José Agustín Ortiz Pinchetti
El gobierno de Estados Unidos y sus agencias están percibiendo algo amenazante y grave que pasa o está por pasar en nuestro país. Sin esto no sería explicable el interés alarmado que empezó por múltiples dictámenes de que somos un Estado fallido. Y después las visitas de la secretaria de Seguridad Interior, el procurador y oficiales del ejército; la designación como nuevo embajador de un experto en sociedades turbulentas y, finalmente, la visita urgente e inesperada del presidente Barack Obama.
Es obvio que deben estar horrorizados por la ola criminal que nos sacude y que sólo el año pasado cobró 6 mil vidas, por los secuestros, mutilaciones, torturas, asesinatos de niños y decapitaciones, así como por la creciente pérdida de control de Calderón sobre la situación fronteriza. Pero a ellos no les preocupa lo que les pase a sus vecinos, siempre y cuando no afecte sus límites o sus intereses.
Una preocupación mayor es que la ola ha penetrado en Estados Unidos y que hay presencia de pandillas de los cárteles por lo menos en 250 ciudades de ese país, con una secuela de asesinatos, desapariciones y secuestros.
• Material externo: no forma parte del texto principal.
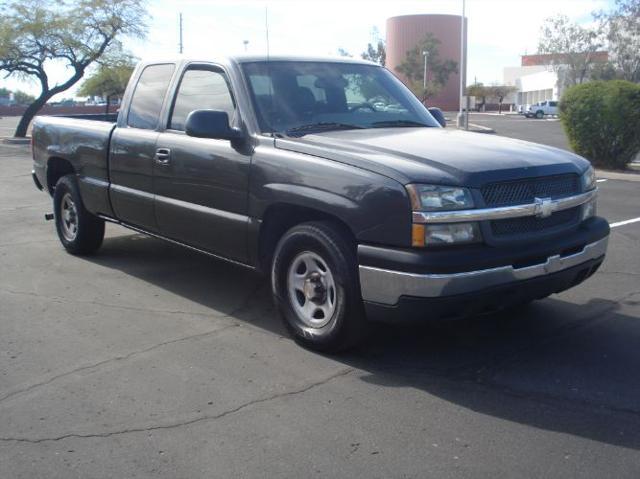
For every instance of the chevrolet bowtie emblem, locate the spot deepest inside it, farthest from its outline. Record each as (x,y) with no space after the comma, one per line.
(544,207)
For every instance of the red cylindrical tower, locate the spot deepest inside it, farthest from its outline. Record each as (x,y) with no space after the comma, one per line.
(406,31)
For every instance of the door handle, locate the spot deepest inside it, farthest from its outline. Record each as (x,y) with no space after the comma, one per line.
(163,155)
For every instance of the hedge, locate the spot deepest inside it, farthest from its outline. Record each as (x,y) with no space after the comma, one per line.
(602,121)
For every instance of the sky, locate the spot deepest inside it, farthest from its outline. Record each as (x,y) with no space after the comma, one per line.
(500,31)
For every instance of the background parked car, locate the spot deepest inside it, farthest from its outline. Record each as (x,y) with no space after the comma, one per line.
(539,110)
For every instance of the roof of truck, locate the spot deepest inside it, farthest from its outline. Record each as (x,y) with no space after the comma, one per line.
(248,58)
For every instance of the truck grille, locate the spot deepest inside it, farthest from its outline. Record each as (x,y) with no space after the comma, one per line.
(525,191)
(532,224)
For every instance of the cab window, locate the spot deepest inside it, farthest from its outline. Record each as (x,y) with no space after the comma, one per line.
(148,96)
(201,89)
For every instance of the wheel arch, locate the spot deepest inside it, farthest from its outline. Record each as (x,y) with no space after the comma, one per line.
(57,167)
(279,217)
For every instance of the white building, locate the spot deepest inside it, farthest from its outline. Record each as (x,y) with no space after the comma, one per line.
(535,83)
(536,80)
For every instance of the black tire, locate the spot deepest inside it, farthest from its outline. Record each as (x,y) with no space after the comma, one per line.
(89,229)
(345,327)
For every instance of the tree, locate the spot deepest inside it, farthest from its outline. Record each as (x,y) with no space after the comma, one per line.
(499,92)
(438,71)
(376,51)
(479,91)
(35,35)
(22,98)
(110,79)
(622,31)
(569,46)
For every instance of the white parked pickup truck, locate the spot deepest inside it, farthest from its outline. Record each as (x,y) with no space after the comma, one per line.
(540,109)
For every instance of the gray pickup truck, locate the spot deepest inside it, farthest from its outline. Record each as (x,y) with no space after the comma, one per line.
(332,178)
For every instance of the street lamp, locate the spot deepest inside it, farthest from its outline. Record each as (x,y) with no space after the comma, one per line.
(425,54)
(463,117)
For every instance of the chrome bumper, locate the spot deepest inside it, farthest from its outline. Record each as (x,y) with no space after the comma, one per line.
(386,286)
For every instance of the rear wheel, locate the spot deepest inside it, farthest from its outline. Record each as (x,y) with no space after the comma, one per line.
(79,231)
(316,289)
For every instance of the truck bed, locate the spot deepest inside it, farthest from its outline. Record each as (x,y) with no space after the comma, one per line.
(82,141)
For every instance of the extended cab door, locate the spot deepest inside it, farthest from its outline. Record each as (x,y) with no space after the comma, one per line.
(133,148)
(201,185)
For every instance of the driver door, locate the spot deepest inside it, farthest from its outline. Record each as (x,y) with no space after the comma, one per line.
(200,184)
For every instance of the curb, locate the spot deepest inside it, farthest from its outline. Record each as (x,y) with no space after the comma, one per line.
(10,140)
(618,175)
(478,129)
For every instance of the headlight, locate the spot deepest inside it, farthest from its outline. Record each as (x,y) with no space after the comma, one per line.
(589,209)
(589,179)
(452,233)
(434,197)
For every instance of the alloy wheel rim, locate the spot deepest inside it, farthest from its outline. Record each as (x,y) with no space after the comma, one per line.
(69,217)
(312,289)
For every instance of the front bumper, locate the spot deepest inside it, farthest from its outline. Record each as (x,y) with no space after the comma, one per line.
(387,286)
(392,278)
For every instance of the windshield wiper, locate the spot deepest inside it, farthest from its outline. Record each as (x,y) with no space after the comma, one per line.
(396,123)
(321,126)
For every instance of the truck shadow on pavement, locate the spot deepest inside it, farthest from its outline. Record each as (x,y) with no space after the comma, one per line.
(559,366)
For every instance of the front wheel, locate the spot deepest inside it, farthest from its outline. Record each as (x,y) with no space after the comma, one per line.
(315,287)
(79,231)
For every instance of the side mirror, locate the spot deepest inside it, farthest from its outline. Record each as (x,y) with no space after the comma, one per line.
(437,114)
(210,124)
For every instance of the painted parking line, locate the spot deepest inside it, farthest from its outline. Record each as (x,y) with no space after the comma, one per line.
(625,222)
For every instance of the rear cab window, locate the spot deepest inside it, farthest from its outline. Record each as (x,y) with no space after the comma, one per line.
(201,88)
(148,96)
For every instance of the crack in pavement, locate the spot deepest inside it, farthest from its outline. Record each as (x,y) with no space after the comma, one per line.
(123,357)
(59,300)
(188,422)
(243,305)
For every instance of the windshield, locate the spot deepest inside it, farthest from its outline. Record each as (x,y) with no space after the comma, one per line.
(296,98)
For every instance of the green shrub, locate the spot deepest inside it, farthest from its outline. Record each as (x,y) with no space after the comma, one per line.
(602,121)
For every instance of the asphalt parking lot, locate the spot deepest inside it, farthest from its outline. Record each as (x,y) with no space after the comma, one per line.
(547,130)
(148,360)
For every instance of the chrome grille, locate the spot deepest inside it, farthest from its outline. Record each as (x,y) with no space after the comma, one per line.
(533,224)
(525,191)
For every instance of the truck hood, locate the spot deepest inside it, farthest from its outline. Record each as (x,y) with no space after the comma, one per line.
(437,155)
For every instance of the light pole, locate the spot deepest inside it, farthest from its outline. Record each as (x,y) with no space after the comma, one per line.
(425,54)
(463,119)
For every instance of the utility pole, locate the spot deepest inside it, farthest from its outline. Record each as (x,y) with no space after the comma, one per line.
(425,54)
(463,119)
(181,45)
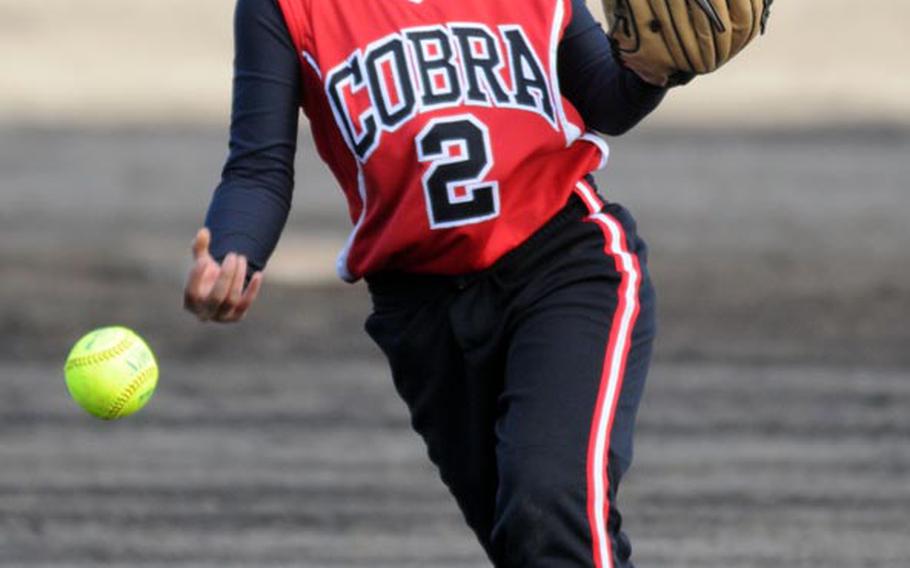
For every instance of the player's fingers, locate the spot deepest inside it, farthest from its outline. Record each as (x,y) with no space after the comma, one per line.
(201,243)
(199,282)
(226,309)
(252,292)
(221,288)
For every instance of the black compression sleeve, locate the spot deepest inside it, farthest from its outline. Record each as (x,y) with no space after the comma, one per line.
(251,204)
(610,98)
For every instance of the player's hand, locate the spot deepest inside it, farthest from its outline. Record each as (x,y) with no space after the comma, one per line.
(214,292)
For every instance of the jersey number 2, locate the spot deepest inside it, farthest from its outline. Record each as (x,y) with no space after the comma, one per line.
(460,157)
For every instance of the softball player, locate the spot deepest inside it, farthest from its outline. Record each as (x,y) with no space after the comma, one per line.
(512,301)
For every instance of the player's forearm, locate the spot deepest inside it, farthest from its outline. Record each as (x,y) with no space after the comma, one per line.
(610,98)
(250,206)
(247,220)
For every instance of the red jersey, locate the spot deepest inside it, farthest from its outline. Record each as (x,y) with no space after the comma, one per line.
(443,123)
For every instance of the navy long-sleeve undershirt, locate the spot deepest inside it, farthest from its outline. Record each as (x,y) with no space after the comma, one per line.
(251,204)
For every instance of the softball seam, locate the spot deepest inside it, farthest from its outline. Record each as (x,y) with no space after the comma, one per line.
(128,393)
(96,358)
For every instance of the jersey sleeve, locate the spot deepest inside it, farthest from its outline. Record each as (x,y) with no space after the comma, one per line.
(251,204)
(609,97)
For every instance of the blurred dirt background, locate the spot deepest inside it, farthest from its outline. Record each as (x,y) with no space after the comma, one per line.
(775,199)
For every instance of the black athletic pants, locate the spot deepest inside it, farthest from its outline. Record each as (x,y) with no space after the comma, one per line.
(524,381)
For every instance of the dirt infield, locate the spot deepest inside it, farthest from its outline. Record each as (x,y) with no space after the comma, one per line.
(773,432)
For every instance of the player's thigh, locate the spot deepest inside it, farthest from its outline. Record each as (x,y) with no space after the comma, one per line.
(451,408)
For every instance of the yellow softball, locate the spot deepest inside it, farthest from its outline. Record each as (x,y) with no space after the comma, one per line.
(111,373)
Pero puede haber algo peor: la descomposición de nuestra fuerza de seguridad y la grave crisis económica podrían llevar a México al borde de la violencia social. Aunque los grupos guerrilleros están aislados, los narcos pueden alentarlos y subvencionarlos, proporcionarles armas muy sofisticadas que pondrían en jaque nuestra seguridad interna. Estallidos de violencia podrían generar una migración masiva de 2 o 3 millones de mexicanos en unas cuantas semanas. Sería el caos para los dos países y esta posibilidad sí puede preocupar a las autoridades del otro lado. La solución que proponen los expertos es endurecer los controles de la frontera y aumentar a 30 mil los efectivos que la patrullan.
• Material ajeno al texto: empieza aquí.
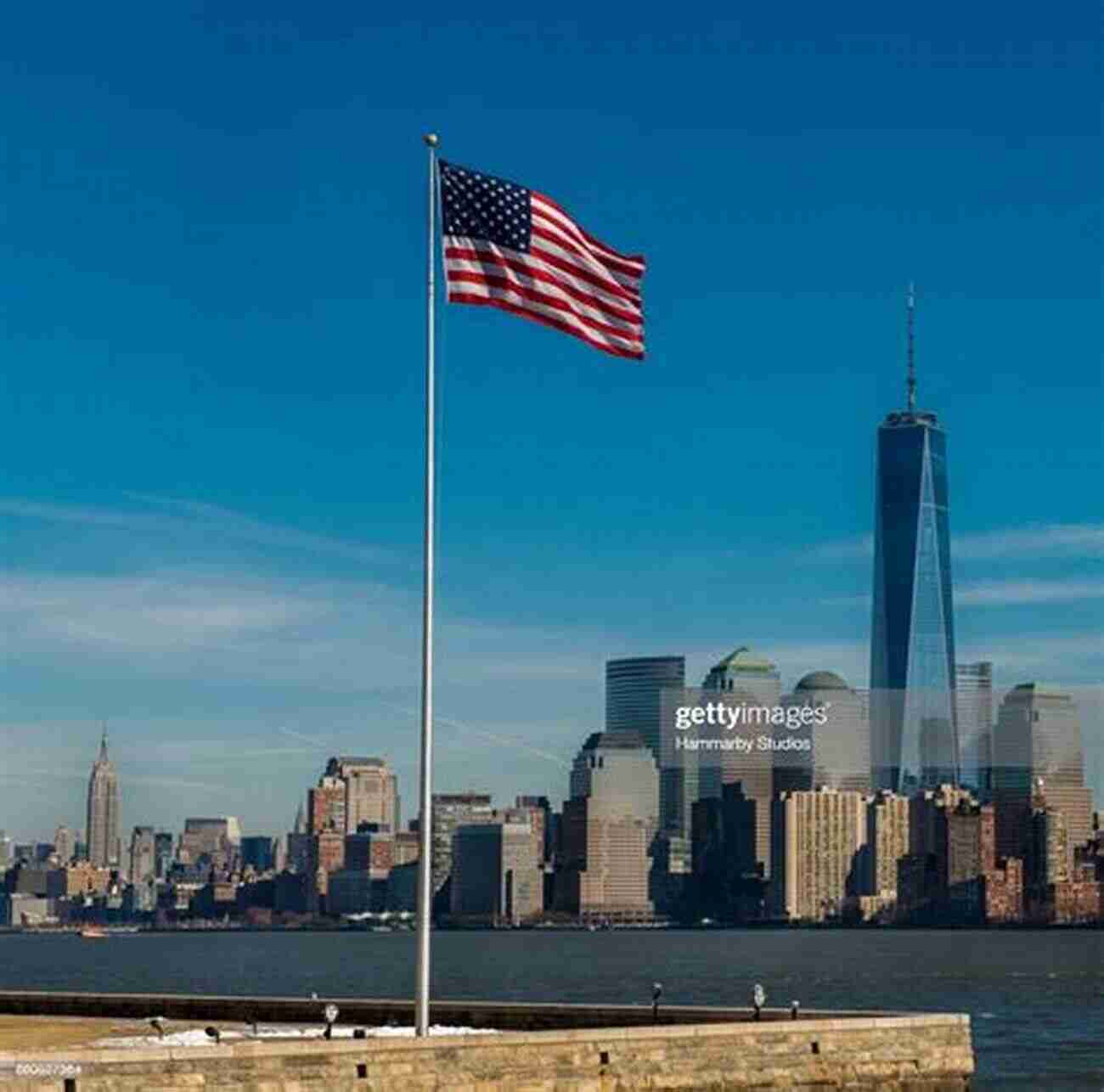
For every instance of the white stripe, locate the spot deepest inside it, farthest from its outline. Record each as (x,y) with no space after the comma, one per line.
(589,256)
(591,265)
(583,286)
(466,265)
(547,209)
(488,291)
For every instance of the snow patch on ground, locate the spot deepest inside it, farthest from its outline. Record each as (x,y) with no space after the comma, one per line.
(197,1037)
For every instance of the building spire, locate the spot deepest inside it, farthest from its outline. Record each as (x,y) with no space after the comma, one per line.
(911,341)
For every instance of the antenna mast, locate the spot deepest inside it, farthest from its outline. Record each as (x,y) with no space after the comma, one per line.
(910,316)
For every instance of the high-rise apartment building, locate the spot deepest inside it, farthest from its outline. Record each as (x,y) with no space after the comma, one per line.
(974,702)
(103,811)
(496,874)
(746,677)
(635,702)
(839,757)
(449,812)
(607,828)
(912,650)
(818,841)
(887,842)
(1038,736)
(371,791)
(143,855)
(326,805)
(65,844)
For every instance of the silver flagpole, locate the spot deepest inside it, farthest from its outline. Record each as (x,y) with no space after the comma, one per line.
(424,871)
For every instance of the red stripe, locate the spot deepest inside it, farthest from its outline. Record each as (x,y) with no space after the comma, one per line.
(610,287)
(614,287)
(545,319)
(639,258)
(599,250)
(566,243)
(485,257)
(540,297)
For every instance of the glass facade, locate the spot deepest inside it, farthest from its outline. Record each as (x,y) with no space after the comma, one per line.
(912,655)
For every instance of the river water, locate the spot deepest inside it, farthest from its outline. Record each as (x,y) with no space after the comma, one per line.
(1036,997)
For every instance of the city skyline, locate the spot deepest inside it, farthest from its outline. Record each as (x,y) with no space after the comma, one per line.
(212,436)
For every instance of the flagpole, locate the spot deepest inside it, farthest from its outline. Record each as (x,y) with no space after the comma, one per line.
(425,815)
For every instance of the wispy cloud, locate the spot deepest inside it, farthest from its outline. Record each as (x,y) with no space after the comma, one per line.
(1003,593)
(1053,540)
(172,517)
(1014,592)
(1044,541)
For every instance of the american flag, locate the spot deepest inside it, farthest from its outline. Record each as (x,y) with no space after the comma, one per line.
(512,247)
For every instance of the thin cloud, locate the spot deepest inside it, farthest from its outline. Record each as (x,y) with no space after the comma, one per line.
(1003,593)
(1049,540)
(176,517)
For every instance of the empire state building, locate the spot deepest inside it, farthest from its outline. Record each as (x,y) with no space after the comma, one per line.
(103,811)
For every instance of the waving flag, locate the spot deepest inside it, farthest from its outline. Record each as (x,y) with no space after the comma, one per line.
(512,247)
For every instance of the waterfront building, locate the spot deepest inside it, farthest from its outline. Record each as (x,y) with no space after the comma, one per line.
(103,811)
(839,756)
(496,874)
(65,844)
(143,856)
(746,678)
(607,830)
(449,812)
(975,710)
(1038,735)
(371,791)
(217,838)
(639,694)
(817,848)
(912,650)
(326,805)
(258,853)
(887,842)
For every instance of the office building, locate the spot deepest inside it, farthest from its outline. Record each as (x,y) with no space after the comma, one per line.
(103,811)
(640,692)
(449,812)
(496,874)
(746,678)
(840,746)
(371,791)
(65,844)
(143,856)
(974,702)
(258,853)
(887,842)
(607,830)
(1038,736)
(817,849)
(912,653)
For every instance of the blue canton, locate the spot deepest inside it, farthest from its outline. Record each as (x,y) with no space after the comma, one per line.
(484,206)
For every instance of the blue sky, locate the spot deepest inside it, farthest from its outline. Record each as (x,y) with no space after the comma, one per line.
(213,243)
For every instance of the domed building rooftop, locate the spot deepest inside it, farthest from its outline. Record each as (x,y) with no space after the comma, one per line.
(821,680)
(744,659)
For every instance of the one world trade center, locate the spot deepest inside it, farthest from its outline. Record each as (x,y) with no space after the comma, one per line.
(915,738)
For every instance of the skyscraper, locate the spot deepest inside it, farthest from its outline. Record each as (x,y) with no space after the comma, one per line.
(744,677)
(1038,738)
(103,811)
(608,825)
(974,701)
(635,703)
(912,648)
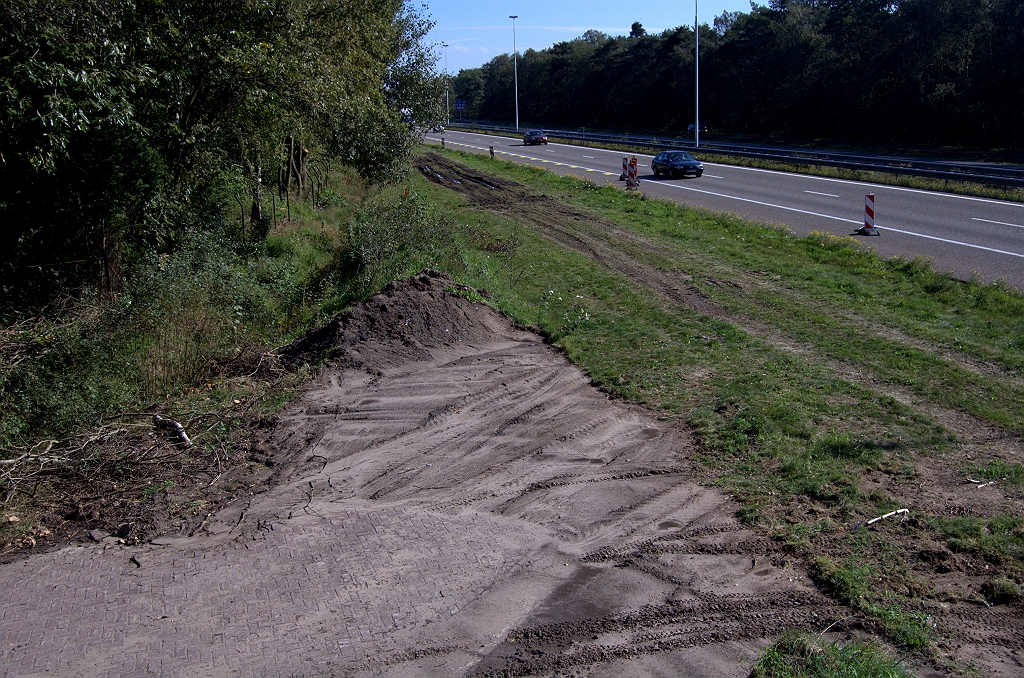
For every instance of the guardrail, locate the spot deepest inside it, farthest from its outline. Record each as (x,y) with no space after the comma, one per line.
(1011,177)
Lo que los estadunidenses no perciben es que todo el fenómeno del narcotráfico y la crisis económica son producto de un proceso de degradación institucional, de corrupción e impunidad sin precedentes. Durante 25 años, los gobiernos de aquella nación han sido testigos impasibles –y a veces cómplices– del deterioro de México. El país no ha crecido y el reparto de la riqueza se ha hecho cada vez más injusto. A los jóvenes sólo les han quedado dos caminos: la delincuencia o el exilio. La clase política ha garantizado que los delincuentes de cuello blanco y los gobernantes corruptos no rindan cuentas. Con estos hechos, sería imposible que no se hubiera venido abajo el país y que el desorden y la violencia no hubieran hecho su aparición. Si Estados Unidos quiere un vecino estable y previsible tendrá que dejar de apoyar a nuestra oligarquía como ha hecho desde hace 80 años.